Paxil has been used to treat depression, general anxiety disorder, social anxiety, obsessive compulsive disorder, and post traumatic stress disorder. In the past several years, FDA has issued two important warnings regarding Paxil. In December 2005, FDA warned that taking Paxil during the first three months of pregnancy can double the risk of birth defects. Later in May 2006, a study found that Paxil could increase suicidal behavior, particularly in young adults. An earlier British study back in 2003, warned that children who take Paxil are 1.5 to 3.2 times more likely to engage in suicidal thoughts or attempts than those who do not take the drug.
In 2005, GlaxoSmithKline, the manufacturer of Paxil, was cited by FDA for failing to meet certain quality and safety standards.
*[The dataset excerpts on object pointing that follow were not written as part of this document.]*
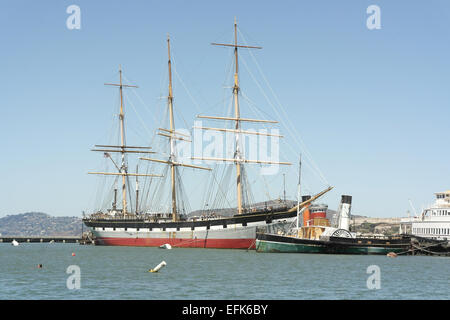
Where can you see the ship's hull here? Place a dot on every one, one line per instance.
(227, 233)
(276, 243)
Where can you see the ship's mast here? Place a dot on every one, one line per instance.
(122, 140)
(172, 135)
(123, 149)
(238, 158)
(171, 140)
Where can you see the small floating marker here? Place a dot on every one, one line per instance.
(392, 255)
(159, 266)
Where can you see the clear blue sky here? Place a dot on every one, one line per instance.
(372, 106)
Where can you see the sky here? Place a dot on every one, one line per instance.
(368, 109)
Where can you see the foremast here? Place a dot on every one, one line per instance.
(238, 158)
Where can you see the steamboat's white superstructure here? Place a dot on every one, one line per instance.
(434, 222)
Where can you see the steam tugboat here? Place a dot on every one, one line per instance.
(316, 235)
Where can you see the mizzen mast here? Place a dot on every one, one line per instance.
(238, 159)
(122, 148)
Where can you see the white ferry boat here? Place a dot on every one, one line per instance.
(434, 222)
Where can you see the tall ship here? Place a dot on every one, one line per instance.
(120, 225)
(433, 222)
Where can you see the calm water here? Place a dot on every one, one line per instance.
(122, 273)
In fall of 2006, Paxil was recalled over concerns that it was missing a key active ingredient. Patients taking Paxil may experience severe withdrawal symptoms including suicidal thoughts, shooting pain, and flu-like symptoms. While, all SSRIs are habit-forming prescription medications, Paxil is considered the most addictive, which means serious injury could result in patients trying to go off Paxil.
Ortho Evra was the first birth control patch approved by the FDA in 2001. The contraceptive only needed to be applied once a week, some women prefer it over the daily birth control pill. However, in November 2006 FDA released a statement warning that using Ortho Evra could double a woman's risk of developing a severe blood clot. The patch contains 60% more estrogen than most birth control pills, containing typically 35 micrograms of estrogen. High estrogen levels could significantly increase the risk of developing a blood clot. Compared to Oral contraceptives, which are first processed through the digestive system before hormones enter the blood stream, Ortho Evra patch, similar hormones come straight into the blood stream, which could result in a gush of hormones causing undesirable effects. Additional serious complications include Deep Vein Thrombosis, Pulmonary embolism, Stroke, Heart attack and Death. At least 23 deaths have been linked to Ortho Evra, 17 of which were caused by blood clot complications. Most of the women who have died were young, healthy, and had no history of cardiovascular conditions.